Паста аскиатта всегда переварена, суп всегда пересолен. Он так и не научился варить кофе, который можно было бы пить. Ответ Киприана в форме песни на самые неудачные из этих попыток не возымел действия:
Да! Да! Это оченьхорошоправда, это
О-чень, о-чень, очень хо-
(рошо-рошо-рошо-рошо), Хорошо! Хорошо!
Да
О-чень хорошо, правда, да,
О-чень, о-чень, о-чень, хорошо-прав-да!
— Киприан, ты взгляни на этот отпад.
Затем воцарялась тишина, длившаяся до тех пор, пока Яшмин, в своей привычной роли посредницы и примирительницы, полагая, что Киприан закончил петь, не начинала:
— Ну, Риф, это блюдо, на самом деле, хм...
А Киприан в свою очередь продолжал:
Очень хорошо очень хорошо очень
хорошо-хорошо-хорошо, это О-чень, о-
чень хорошо, правда, очень
Очень хорошо...
В этот момент Риф хватал блюдо пасты с фасолью или переваренных тальятелле и в ярости швырял его через стол в Киприана, который попадал под обильный скользкий душ.

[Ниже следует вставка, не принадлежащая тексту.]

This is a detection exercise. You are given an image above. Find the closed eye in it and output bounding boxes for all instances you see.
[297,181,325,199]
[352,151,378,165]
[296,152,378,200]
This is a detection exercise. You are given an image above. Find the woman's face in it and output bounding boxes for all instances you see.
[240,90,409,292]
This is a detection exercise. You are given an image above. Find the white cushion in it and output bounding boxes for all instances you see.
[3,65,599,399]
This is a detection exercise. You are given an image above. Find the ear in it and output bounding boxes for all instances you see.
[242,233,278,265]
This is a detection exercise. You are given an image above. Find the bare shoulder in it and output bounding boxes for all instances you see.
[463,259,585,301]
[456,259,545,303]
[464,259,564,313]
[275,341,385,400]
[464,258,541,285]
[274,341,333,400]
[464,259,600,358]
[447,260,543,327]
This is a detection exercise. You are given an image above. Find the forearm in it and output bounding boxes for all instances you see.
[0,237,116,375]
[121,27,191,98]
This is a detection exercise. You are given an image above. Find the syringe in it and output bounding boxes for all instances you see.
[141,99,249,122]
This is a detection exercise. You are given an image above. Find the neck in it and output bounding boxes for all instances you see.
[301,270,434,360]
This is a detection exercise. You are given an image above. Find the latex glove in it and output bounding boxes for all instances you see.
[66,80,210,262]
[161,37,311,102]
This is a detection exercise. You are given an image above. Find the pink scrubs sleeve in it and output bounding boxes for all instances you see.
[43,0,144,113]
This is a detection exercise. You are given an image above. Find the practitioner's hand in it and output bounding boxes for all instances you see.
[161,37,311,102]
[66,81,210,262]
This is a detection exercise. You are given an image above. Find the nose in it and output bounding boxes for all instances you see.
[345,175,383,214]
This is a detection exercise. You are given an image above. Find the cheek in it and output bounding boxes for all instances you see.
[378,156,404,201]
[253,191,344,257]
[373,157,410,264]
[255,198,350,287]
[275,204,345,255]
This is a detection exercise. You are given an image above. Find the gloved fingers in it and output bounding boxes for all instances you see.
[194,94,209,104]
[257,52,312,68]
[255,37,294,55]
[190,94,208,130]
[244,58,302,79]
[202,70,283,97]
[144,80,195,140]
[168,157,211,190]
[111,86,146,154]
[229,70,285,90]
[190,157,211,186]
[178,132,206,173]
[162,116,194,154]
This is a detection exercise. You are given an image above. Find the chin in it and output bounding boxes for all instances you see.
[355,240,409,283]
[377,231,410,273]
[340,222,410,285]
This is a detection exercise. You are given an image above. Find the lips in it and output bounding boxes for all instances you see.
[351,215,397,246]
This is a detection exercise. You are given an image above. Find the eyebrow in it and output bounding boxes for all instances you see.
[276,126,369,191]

— Начинаешь меня бесить, да?
— Посмотри только, ты запачкал весь мой...
— О, вы оба — такие дети.
— Не ори на меня, скажи этому певчему кенарю.
— Киприан...
— Оставь меня в покое, — дулся Киприан, доставая пасту из волос, — ты — не моя мать, не так ли.
— К счастью для тебя. Мне надо было уже давно уступить своим порывам, и ты наслаждался бы совсем другим состоянием здоровья.
— Бог с ним, Яшм.
— А что касается тебя...
— Ты могла бы хотя бы объяснить ему, что такое аль денте.
— Ты забыл одну макаронину прямо за ухом.
Однажды в Монте-Карло появился никто иной, как старый попутчик Рифа в Новом Орлеане, анархист Вольф Тоун О'Руни, по пути в Барселону, которая готова была взорваться, что с ней случалось периодически, анархистским буйством.